In a related argument, Plaintiff argues that because the record raised the question of whether Plaintiff's mental impairments met or equaled a Listing based upon Dr. Fernan's report, the ALJ had a duty to secure the opinion of a medical advisor to opine on the issue. See Plaintiff's Brief p. 17. Courts have held that "[w]here the record as it exists at the time of the administrative hearing fairly raises the question of whether a claimant's impairment is equivalent to a listing, a medical expert should evaluate it." See Schwartz v. Halter, 134 F. Supp. 2d 640, 659 (E.D.Pa. 2001); Maniaci v. Apfel, 27 F. Supp. 2d 554, 557 (E.D.Pa. 1998). We find that these cases are not helpful to the Plaintiff. Here, the ALJ did develop the record with respect to the medical evidence and explained why he rejected medical evidence allegedly supporting the Plaintiff's claimed limitations. The ALJ specifically rejected Dr. Fernan's assessment as to the Plaintiff's functional limitations in these areas, concluding that his opinion related to Plaintiff's limitations when considering his substance abuse (AR 28). Moreover, the state agency reviewing psychologist, Dr. Schiller, opined that Plaintiff's mental impairments did not meet the Listing.
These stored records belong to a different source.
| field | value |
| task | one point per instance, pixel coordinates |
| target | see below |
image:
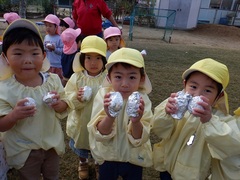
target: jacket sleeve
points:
(71, 90)
(163, 124)
(223, 135)
(145, 120)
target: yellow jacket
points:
(42, 131)
(120, 145)
(80, 112)
(214, 139)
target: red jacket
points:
(88, 15)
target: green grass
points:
(165, 64)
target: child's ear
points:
(108, 79)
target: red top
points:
(88, 15)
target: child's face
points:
(50, 28)
(113, 43)
(93, 63)
(200, 84)
(125, 80)
(25, 60)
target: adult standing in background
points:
(87, 15)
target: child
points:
(89, 71)
(113, 38)
(70, 48)
(53, 44)
(121, 144)
(189, 144)
(3, 164)
(65, 23)
(33, 137)
(10, 17)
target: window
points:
(221, 4)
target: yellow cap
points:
(5, 70)
(94, 44)
(216, 71)
(129, 56)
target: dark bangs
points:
(18, 35)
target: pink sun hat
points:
(69, 40)
(51, 18)
(10, 17)
(69, 21)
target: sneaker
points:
(83, 171)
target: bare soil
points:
(207, 35)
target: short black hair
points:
(63, 23)
(18, 35)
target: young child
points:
(53, 44)
(32, 136)
(10, 17)
(65, 23)
(89, 66)
(113, 38)
(3, 164)
(203, 133)
(70, 48)
(121, 144)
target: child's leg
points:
(108, 170)
(50, 167)
(130, 171)
(165, 176)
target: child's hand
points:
(106, 103)
(58, 105)
(22, 111)
(171, 107)
(205, 114)
(140, 112)
(80, 94)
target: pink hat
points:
(111, 31)
(69, 40)
(51, 18)
(69, 21)
(10, 17)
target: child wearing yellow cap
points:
(203, 134)
(120, 142)
(81, 88)
(33, 137)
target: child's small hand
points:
(205, 114)
(22, 111)
(80, 94)
(140, 112)
(171, 104)
(58, 105)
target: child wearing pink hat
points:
(114, 40)
(66, 22)
(70, 48)
(10, 17)
(53, 44)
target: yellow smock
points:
(120, 145)
(214, 139)
(80, 112)
(42, 131)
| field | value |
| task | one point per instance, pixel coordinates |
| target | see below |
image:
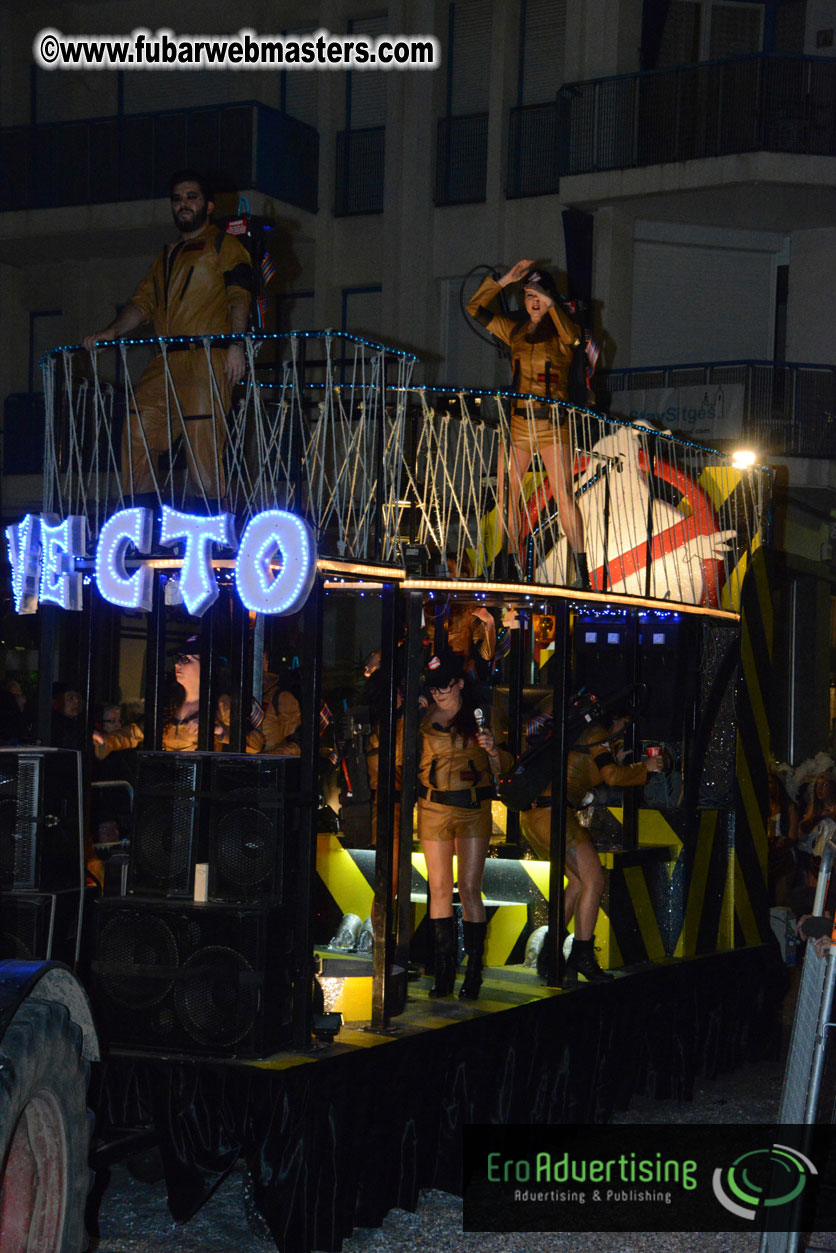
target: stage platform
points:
(339, 1134)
Finally, Plaintiff argues that the ALJ "mischaracterized" the evidence relative to his compliance with his prescribed medication regime and/or failed to appropriately analyze the treatment compliance issues. See Plaintiff's Brief p. 17. He contends that treating professionals documented that his medications had failed and that his failure to follow the prescribed treatment regime was excusable due to adverse side effects. The record does not support the Plaintiff's claim that the ALJ mischaracterized the evidence with respect to compliance and/or failed to adequately analyze the issue.

Here, Plaintiff claimed on two isolated occasions he was unable to pay for the medications, yet acknowledged he received free samples from Dr. Kahler and was provided a coupon for free medications from the Regional Counseling Center (AR 262). Plaintiff further claimed the medications prescribed were ineffectual, yet the medical records consistently reflected they were effective in alleviating his symptoms (AR 259; 261; 263-264). For example, when hospitalized in December 2005, Plaintiff claimed that his Paxil was ineffective (AR 147). Two weeks earlier however, Plaintiff reported to Ms. Pastorius at the Regional Counseling Center that his anxiety had improved while on the Paxil and he had no complaints with respect to his other medications (AR 261). Plaintiff also claimed to suffer from medication side effects, but no such problems were reported to Dr. Craig and in fact, Plaintiff reported that his medications were helpful (AR 68-171).

For the foregoing reasons, we find the ALJ's decision is supported by substantial evidence.

IV. CONCLUSION

An appropriate Order follows.

ORDER

AND NOW, this 20th day of January, 2009, and for the reasons set forth in the accompanying Memorandum Opinion,

IT IS HEREBY ORDERED that the Plaintiff's Motion for Summary Judgment [Doc. No. 7] is DENIED, and the Defendant's Motion for Summary Judgment [Doc. No. 10] is GRANTED. JUDGMENT is hereby entered in favor of Defendant, Michael J. Astrue, Commissioner of Social Security, and against Plaintiff, Thomas B. Shreve. The clerk is directed to mark the case closed.